Projektarbeit ist beiden wichtig

„Die Arbeit im Pfarrteam bedeutet für uns Lernchancen“, so Linda Jünger. Beide möchten offen auf die Menschen zugehen, schrittweise Vertrauen aufbauen und vor allem Seelsorge leisten. „Mich interessieren die Lebensgeschichten und vor allem auch, wie der Zweite Weltkrieg bis heute auf die Biografien in den einzelnen Familien wirkt“, sagt Linda Jünger. Auf lebendige Predigten und Gottesdienste legt Nikolai Jünger ein besonderes Augenmerk. „Ich möchte mit den Menschen über das Evangelium sprechen und sehen, was sie im Leben hält und trägt“, sagt er.

Beide setzen neben dem normalen Ablauf im Gemeindeleben auch auf das Element der Projektarbeit. Mit Blick auf die zweijährige Pflichtentsendungszeit meinen beide: „Wir sind nicht gekommen, um gleich wieder zu gehen.“ Ein Leben im ländlichen Raum ist für Linda und Nikolai Jünger vorstellbar. Doch zunächst heißt es für sie, die Gemeindeglieder in Stadt und Land im Alltag kennen zu lernen.

Entsendungsdienst

Pfarrer im Entsendungsdienst arbeiten noch nicht in einer von ihnen ­gewählten Pfarrstelle, sondern werden von der Kirchenleitung in einen ­Pfarrdienst gesandt. Damit entlasten oder verstärken sie die Arbeit in der Kirchengemeinde oder bei übergemeindlichen kreiskirchlichen Aufgaben.

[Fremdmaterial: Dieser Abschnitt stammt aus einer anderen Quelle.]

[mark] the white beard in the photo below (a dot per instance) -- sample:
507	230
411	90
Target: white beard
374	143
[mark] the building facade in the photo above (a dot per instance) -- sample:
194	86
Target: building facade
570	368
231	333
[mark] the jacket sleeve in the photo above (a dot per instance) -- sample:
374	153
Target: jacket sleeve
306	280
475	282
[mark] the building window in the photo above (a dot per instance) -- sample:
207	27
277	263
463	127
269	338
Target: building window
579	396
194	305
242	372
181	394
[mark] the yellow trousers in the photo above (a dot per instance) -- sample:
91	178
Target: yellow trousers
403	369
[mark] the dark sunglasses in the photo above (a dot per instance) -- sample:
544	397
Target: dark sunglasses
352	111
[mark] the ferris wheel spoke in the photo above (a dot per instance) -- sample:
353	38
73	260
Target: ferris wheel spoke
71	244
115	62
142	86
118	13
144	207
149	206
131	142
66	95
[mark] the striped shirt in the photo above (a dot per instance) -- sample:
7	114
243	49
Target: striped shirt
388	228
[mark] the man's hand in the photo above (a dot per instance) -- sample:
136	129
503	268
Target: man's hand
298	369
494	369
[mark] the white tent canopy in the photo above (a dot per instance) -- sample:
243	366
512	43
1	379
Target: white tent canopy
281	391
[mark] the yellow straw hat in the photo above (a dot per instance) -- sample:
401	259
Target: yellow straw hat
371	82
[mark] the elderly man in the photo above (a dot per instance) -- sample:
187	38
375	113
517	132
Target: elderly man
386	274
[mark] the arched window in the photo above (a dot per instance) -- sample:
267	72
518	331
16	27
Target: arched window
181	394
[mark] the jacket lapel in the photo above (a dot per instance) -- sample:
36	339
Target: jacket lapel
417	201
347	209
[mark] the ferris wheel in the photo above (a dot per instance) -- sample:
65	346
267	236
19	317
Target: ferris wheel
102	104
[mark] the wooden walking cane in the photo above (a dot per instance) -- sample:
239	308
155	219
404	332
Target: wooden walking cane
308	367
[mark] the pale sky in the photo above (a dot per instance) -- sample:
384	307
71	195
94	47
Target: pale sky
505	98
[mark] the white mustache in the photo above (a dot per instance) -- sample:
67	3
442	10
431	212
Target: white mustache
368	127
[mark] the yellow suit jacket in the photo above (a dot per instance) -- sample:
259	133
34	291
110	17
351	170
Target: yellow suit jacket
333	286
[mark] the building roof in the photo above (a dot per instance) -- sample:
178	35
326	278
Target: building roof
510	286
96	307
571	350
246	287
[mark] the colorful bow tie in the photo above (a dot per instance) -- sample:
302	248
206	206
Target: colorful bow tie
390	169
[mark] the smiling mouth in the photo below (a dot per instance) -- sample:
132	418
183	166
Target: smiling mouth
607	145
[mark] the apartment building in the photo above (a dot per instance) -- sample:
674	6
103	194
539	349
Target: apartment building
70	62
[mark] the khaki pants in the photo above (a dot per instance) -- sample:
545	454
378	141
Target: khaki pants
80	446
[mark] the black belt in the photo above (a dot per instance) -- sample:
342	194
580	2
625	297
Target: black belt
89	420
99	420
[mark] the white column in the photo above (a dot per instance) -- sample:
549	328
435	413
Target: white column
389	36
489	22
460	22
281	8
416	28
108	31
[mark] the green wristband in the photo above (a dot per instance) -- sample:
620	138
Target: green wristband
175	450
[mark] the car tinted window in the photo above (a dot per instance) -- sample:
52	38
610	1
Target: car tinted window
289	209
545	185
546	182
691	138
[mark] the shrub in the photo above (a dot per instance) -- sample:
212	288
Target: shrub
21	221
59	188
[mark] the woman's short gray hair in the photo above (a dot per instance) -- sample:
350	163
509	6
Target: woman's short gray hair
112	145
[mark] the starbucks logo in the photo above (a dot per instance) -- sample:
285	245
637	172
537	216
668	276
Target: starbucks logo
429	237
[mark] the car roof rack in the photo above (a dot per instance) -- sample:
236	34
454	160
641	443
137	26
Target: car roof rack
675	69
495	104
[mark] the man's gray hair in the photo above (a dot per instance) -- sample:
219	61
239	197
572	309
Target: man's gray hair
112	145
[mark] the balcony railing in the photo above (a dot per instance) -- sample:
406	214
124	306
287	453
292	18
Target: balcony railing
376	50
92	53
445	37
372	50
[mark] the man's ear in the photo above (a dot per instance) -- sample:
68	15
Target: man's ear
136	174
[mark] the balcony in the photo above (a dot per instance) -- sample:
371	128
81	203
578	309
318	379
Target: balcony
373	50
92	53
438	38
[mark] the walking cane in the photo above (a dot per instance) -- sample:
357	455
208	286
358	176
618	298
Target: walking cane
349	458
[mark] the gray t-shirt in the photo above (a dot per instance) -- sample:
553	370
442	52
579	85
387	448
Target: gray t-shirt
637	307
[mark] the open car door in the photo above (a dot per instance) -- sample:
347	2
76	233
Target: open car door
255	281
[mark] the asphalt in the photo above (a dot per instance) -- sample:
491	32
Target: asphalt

Die Pflichtentsendungszeit in der Evangelischen Kirche Berlin-Brandenburg-schlesische Oberlausitz (EKBO) umfasst zwei Jahre. Anschließend wird die Anstellungsfähigkeit erteilt und Pfarrer erhalten die Möglichkeit, sich frei auf Pfarrstellen zu bewerben. Linda und Nikolai Jünger begannen am 1. März ihren Entsendungsdienst.

Das Ehepaar wird am 20. März um 14 Uhr in der Sankt-Marien-Kirche Berlin Alexanderplatz durch Bischof Markus Dröge ordiniert. Mit der Ordination erhalten Theologen das Recht und die Pflicht zur freien Verkündigung des Wortes Gottes und zur Verwaltung der Sakramente auf Lebenszeit und an jedem Ort.